1^2/2^1 + 3^4/4^3 + 5^6/6^5 +

Answer 1

So, well, what does each term look like? It's n^(n+1)/(n+1)^n. And you want to stop when you reach 10 (so if n > 10, stop). So write a function of a single argument, n, which either:

• returns 0 if n > 10;
• adds n^(n+1)/(n+1)^n to the result of calling itself on n + 2.

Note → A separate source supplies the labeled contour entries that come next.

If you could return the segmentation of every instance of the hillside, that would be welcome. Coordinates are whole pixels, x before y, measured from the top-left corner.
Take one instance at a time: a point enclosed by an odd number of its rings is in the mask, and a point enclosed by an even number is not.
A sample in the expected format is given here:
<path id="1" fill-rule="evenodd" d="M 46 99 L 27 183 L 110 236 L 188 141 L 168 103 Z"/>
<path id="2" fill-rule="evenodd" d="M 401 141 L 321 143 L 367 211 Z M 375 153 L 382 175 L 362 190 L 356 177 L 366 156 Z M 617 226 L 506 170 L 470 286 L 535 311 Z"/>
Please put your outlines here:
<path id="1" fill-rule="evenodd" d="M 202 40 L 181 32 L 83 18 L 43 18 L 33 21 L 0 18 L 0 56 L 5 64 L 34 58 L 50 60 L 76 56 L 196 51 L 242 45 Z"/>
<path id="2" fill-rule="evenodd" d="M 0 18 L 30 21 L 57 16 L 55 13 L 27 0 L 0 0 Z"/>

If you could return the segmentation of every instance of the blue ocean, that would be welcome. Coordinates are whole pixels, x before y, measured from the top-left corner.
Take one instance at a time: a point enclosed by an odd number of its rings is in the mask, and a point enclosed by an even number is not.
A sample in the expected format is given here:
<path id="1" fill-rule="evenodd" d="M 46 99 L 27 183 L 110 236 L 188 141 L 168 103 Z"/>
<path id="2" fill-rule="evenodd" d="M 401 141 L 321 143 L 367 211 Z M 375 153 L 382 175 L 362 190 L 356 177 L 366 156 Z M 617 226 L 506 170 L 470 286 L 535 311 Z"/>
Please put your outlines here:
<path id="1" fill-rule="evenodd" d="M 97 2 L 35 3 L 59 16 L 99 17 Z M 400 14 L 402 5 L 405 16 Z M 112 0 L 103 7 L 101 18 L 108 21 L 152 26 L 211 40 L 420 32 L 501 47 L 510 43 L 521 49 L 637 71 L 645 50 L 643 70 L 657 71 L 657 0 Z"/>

Then this function with argument 1 will compute what you want. Going backwards may be easier:

• return 0 if n < 1;
• add n^(n+1)/(n+1)^n to the result of calling itself on n - 2;

then the function with argument 10 is what you want.

---

Or you could do this which is more entertaining:

(define s
  (λ (l)
    ((λ (c i a)
       (if (> i l)
           a
           (c c
              (+ i 2)
              (+ a (/ (expt i (+ i 1))
                      (expt (+ i 1) i))))))
     (λ (c i a)
       (if (> i l)
           a
           (c c
              (+ i 2)
              (+ a (/ (expt i (+ i 1))
                      (expt (+ i 1) i))))))
     1 0)))

But I don't recommend it.

Answer 2

//power function
(define (power a b)
     (if (zero? b) //base case
      1    
     (* a (power a (- b 1))))) //or return power of a,b

// sum function for series

    (define (sum n)
     (if (< n 3) //base case 
         0.5
       (+ (/  (power (- n 1) n) (power n (- n 1))) (sum (- n 2 ))  ))) //recursion call

>(sum 10) // call sum function here .